Obama met privately with House Speaker John Boehner (R-Ohio) on Sunday to discuss the combination of spending cuts and tax hikes set to kick in at the end of the year. On Monday, the president made a counteroffer to Boehner, which the Republican leader countered with another proposal on Tuesday.
While negotiations remain ongoing, the president told Walters that he believes they will reach a deal in time.
"I remain optimistic," Obama said. "I'd like to see a big package.

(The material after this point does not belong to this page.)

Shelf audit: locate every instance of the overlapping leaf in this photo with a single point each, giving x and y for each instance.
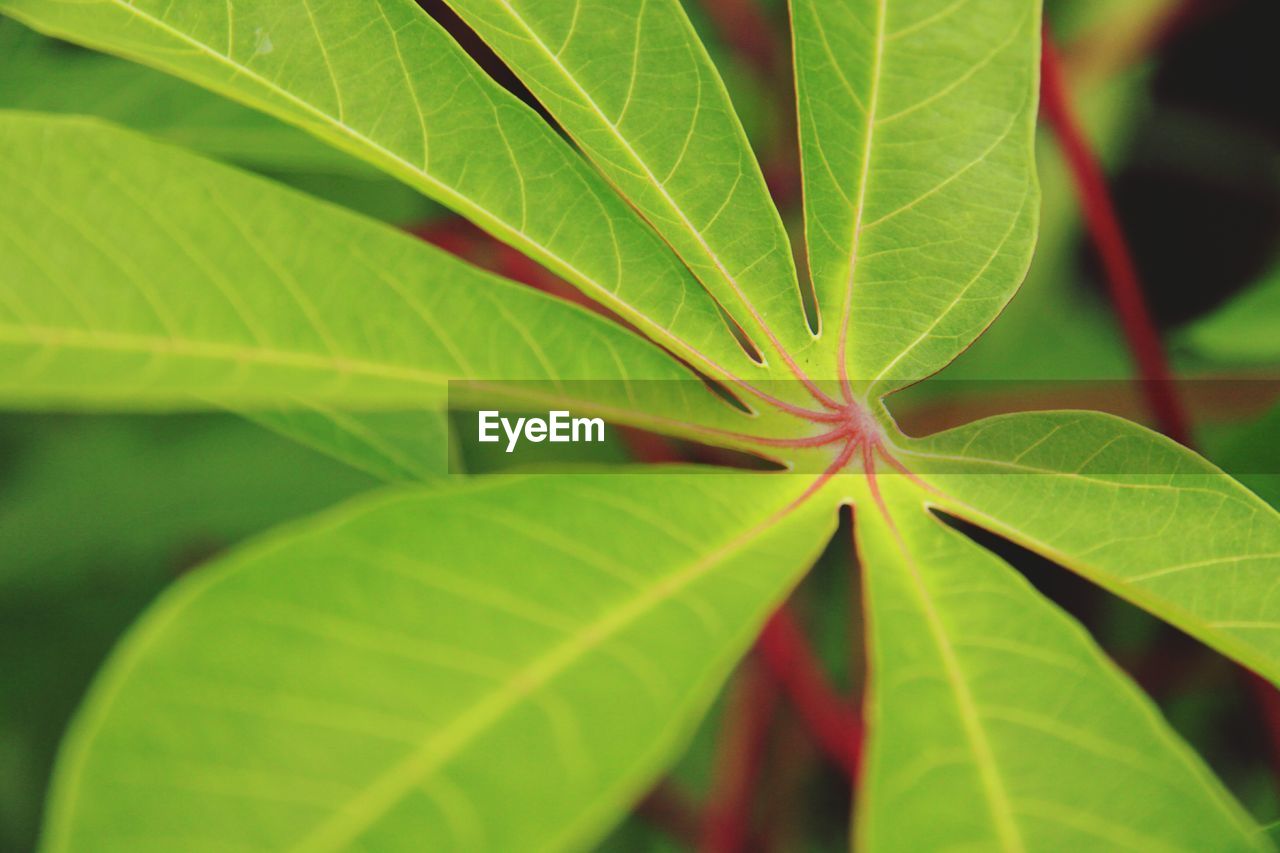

But the most important thing we can do is make sure that middle class taxes do not go up on January 1."
The president said he's willing to compromise on spending cuts if Republicans agree to extend the Bush-era tax cuts for all but the top two percent of earners.
"If the Republicans can move on that we are prepared to do some tough things on the spending side," he said.
Raising the Medicare eligibility age is "something that's been floated" as a potential point of compromise, Obama said. However, he remains skeptical on the idea, which many Democrats fervently oppose.
"When you look at the evidence it's not clear that it actually saves a lot of money," Obama told Walters. "But what I've said is let's look at every avenue, because what is true is we need to strengthen Social Security, we need to strengthen Medicare for future generations, the current path is not sustainable because we've got an aging population and health care costs are shooting up so quickly."
Walters' full interview with the president is set to air Friday.